### Pre-talk notes for Speaker!
* get API keys

During talk:
* Run Jupyter from Terminal
* Log in to UKDS Reddit acount
* Open the [Reddit API Dashboard](https://old.reddit.com/prefs/apps/)
* Share public link -> https://github.com/UKDataServiceOpen/working-with-twitter-data/blob/main/TwarcDemo.ipynb
* Share Binder Link -> TODO
* Make Binder -> TODO

Talk time - TODO

In [40]:
# API KEYS - DELETE AFTER TALK
client_id="REPLACEME"
client_secret="REPLACEME"

# Reddit Scraping Demo
In this notebook we detail the recommended way to collect large amounts of Reddit data. 

Previously we recommended Twitter/X as a fantastic source of social media textual data. Sadly, that's no longer the case.

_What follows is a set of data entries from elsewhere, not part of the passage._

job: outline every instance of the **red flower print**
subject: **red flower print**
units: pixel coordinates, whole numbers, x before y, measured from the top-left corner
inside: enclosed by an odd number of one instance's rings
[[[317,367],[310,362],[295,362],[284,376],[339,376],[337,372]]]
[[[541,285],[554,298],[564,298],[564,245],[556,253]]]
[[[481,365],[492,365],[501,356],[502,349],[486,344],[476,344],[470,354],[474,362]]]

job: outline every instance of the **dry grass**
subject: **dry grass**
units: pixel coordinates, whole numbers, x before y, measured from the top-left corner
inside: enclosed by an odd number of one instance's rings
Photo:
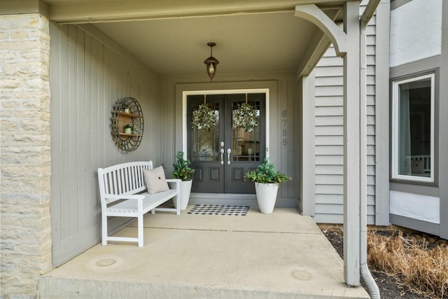
[[[383,236],[370,231],[368,258],[379,270],[400,277],[403,284],[428,298],[448,298],[448,246],[428,248],[398,235]]]

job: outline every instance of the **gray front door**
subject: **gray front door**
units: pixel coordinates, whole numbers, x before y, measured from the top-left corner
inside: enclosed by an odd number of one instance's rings
[[[237,127],[232,121],[232,111],[246,100],[260,116],[252,132]],[[214,111],[216,125],[192,127],[192,111],[204,102],[204,95],[187,97],[188,155],[196,169],[192,192],[255,193],[253,183],[245,181],[244,174],[265,158],[265,94],[207,95],[205,102]]]

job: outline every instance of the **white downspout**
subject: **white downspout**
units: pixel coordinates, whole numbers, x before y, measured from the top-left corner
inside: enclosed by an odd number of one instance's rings
[[[380,0],[370,0],[360,20],[360,270],[368,292],[372,299],[379,299],[379,290],[367,263],[367,25]]]

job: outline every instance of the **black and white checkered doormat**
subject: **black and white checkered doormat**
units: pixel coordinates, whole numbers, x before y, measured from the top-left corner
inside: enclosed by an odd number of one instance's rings
[[[246,216],[248,207],[196,204],[188,214],[201,215]]]

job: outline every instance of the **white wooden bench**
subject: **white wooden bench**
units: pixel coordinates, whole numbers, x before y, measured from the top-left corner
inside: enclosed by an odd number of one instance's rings
[[[145,214],[149,211],[152,214],[155,211],[175,211],[177,215],[181,214],[181,180],[167,179],[169,190],[150,195],[146,191],[144,169],[152,169],[153,162],[130,162],[98,169],[103,245],[108,241],[136,242],[142,247]],[[157,208],[175,197],[177,208]],[[108,216],[137,217],[138,237],[108,236]]]

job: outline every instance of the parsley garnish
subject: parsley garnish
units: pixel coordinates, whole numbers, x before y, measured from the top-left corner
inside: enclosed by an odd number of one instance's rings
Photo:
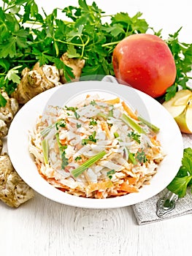
[[[129,137],[130,138],[134,140],[139,144],[140,144],[140,143],[141,143],[141,140],[140,140],[141,135],[139,135],[139,133],[135,132],[131,132],[130,133],[128,134],[128,137]]]
[[[58,130],[58,127],[66,127],[66,122],[64,120],[60,120],[56,122],[55,124],[56,129]]]
[[[92,141],[93,143],[96,143],[97,139],[96,139],[96,131],[94,131],[91,135],[89,135],[88,136],[88,139],[82,139],[82,145],[87,145],[90,141]]]
[[[92,106],[95,106],[96,105],[97,105],[96,102],[96,101],[95,101],[95,99],[91,100],[91,102],[90,102],[90,104],[92,105]]]
[[[192,148],[185,148],[182,165],[172,180],[167,186],[168,189],[183,197],[186,195],[188,187],[192,187]],[[192,192],[192,191],[191,191]]]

The Reddit API is a close approvimation, though markedly more complicated. Where a tweet stands on it's own contextless, most Reddit comments are related to the post title, or previous comments in a thread in some way and carry a more inherent bias in that regard.

The good news, the Reddit API is free. We can get roughly 100 comments per request × 60 requests = ~6,000 comments/minute. With clever programming we can theoretically grab all comments from a subreddit.

The best package for reddit-scraping is the Python Reddit API Wrapper, or [PRAW](https://praw.readthedocs.io/en/stable/getting_started/installation.html).

# Installation
You will need Python 3 and pip3 availible on your local machine. I recommend doing this by installing [Anaconda](https://docs.anaconda.com/anaconda/install/index.html)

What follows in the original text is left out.